People standing on the sidewalks at certain points in the city between the hours stated, saw coming through the sky over the housetops what appeared to them to be merely an electric arc lamp propelled by some mysterious force.

It came out of the east and sailed unevenly toward the southwest, dropping now nearer to the earth, and now suddenly rising into the air.” Several witnesses said they heard voices. Among the many witnesses was the daughter of the mayor of Sacramento.

Over the next week, the mysterious airship continued to appear. Five days later, on November 22, 1896, dozens of passengers on an Oakland streetcar observed an object that looked like a “wingless cigar.”

The object emitted beams of light and traveled slowly overhead. Again, the account became front-page news. Before long, the wave spread across the United States, with thousands of people reporting the strange zeppelin-like objects.

In 1897 there were many reported over Iowa, Minnesota, Nebraska, Wisconsin and Illinois. The first sightings started on the night of April 5th in Omaha , Nebraska with more than a 100 people witnessing the appearance of a flying object approximately 12 foot long , sperical in shape, shiny with a steel like body.

April 10th, further east, in Illinois, A Chicago newsstand dealer, Walter McCann, took a picture of one with his camera at Rogers Park. Here again , the 2 pictures revealed a elongated ovoid shape.

The same day in Mount Carroll, Illinois, more witnesses reported seeing the same type of object and again describing it as elongated and ovoid-shaped. The next night, in Minnesota, a cigar-shaped crafted was spotted by R.G. Adams over Minneapolis, Minnesota.

By April 12th, more reports had come in from Wisconsin. By April 14th, a cigar shaped craft was reported over Indiana. Continuing East, by the 19th, a similar type craft , described as approximately 180 feet long with red, white and green lights appeard in Cochransville, Ohio.

In a few of the cases, witnesses encountered human-looking people who were dressed strangely and spoke unknown languages. At first, people assumed that these airships were coming from foreign countries, such as Cuba. Again, the idea of aliens visiting Earth from outer space was still largely unknown.

Today, the mysterious airship wave remains unexplained. Some researchers believe that the sightings may have been the result of early undercover experiments with dirigibles, zeppelins, and other airships. And in fact, on November 3, 1897, timber merchant David Schwarz of the Austro-Hungarian Empire invented and successfully flew an airship.

Other researchers have a stranger explanation for the airship mystery.
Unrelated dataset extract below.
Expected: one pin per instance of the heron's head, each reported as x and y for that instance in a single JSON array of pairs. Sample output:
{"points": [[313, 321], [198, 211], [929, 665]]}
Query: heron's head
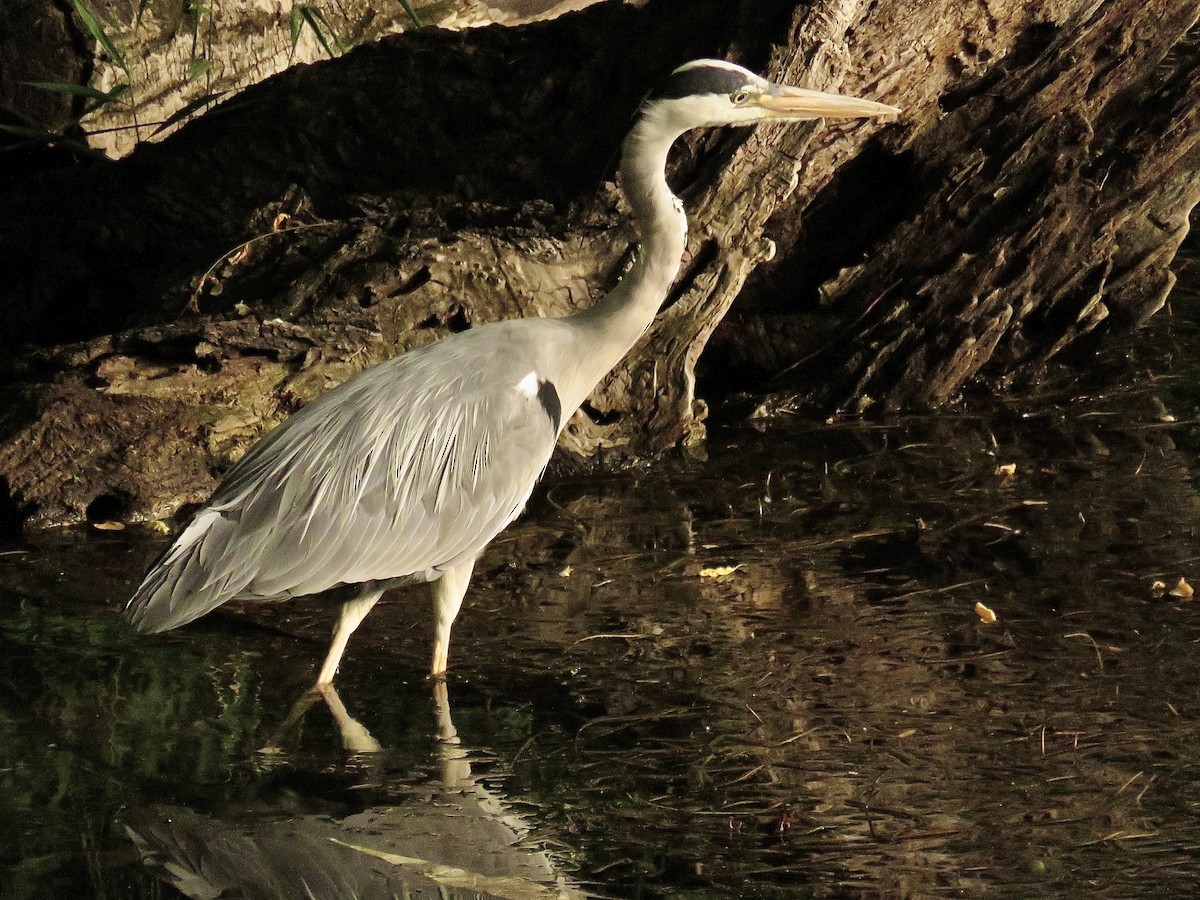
{"points": [[709, 91]]}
They say that UFOs are actually putting on different masks for each culture, and may actually be some sort of interdimensional visitors and not extraterrestrials at all.

The best evidence for this theory is the fact that UFOs do seem to appear different in each culture. For example, the many cases of fairies and elves in the medieval times may have been actual fairies and elves, actual aliens that people just thought were fairies or elves, or perhaps another mask worn by the interdimensional beings.